A l’époque des étrennes, pour le cas où vous envisageriez
d’offrir ou de vous faire offrir une fourrure, alléchés
par les placards publicitaires des journaux, les photos, les mannequins
élégants, sachez que :
- plus de 30 millions d’animaux sont exterminés chaque année
dans le monde pour le commerce
de leur fourrure
- dont près de deux cent mille bébés phoques au
large de Terre Neuve dans des conditions abominables : les chasseurs
envahissent les pays du Grand Nord, au mois de mars, quand les mères
allaitent leur nouveau-né, la tuerie s’effectue quand les petits
n’ont pas plus de cinq semaines, pour que leur fourrure soit encore
blanche. Ces jeunes animaux sont assommés à coups de gourdin,
le sang éclaboussant la mère qui hurle de désespoir
en entendant le craquement des crânes qui éclatent. Les
bébés phoques sont souvent éventrés vivants,
pour aller plus vite. Les peaux rasées, traitées et teintes
en Europe sont ensuite expédiées au Japon, mais près
de 10 000 sont gardées en France par les industriels de la maroquinerie
qui les transforment en gadgets, comme ces porte-clefs vendus dans les
stations de sport d’hiver :
- les astrakans nouveau-nés sont tués à la naissance,
sous leur mère, à l’aide d’un pistolet qui leur percute
la cervelle ;
- des coyotes sont pourchassés par des hommes en jeeps ;
- des loups sont massacrés par une pluie de balles tirées
d’un avion ;
- on décime les renards, en les accusant d’avoir la rage ;
- les félins, animaux nocturnes, sont attirés vers un
piège grâce à un appât, qui est souvent une
chèvre effrayée.

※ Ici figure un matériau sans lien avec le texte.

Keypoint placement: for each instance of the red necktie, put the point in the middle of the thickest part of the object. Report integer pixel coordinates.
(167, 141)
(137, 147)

Si le collet d’acier les saisit par le
cou, ils meurent vite. Mais s’ils sont attrapés par une patte,
ils agonisent longtemps dans des douleurs atroces ;
- malgré bien des campagnes, tout un peuple de petits animaux,
les lièvres, les castors, les hermines, les loutres, les visons,
les martres sont couramment attrapés par des pièges à
mâchoires dentées qui les gardent prisonniers avant qu’ils
ne meurent, dans d’abominables souffrances, d’épuisement, de
froid et de faim.
Les journaux, et tous les médias, ne manquent pas d’informer
le public sur les autres massacres perpétrés par la race
humaine. Mais ceux-là font la fortune des fourreurs, alors on
n’en parle pas trop !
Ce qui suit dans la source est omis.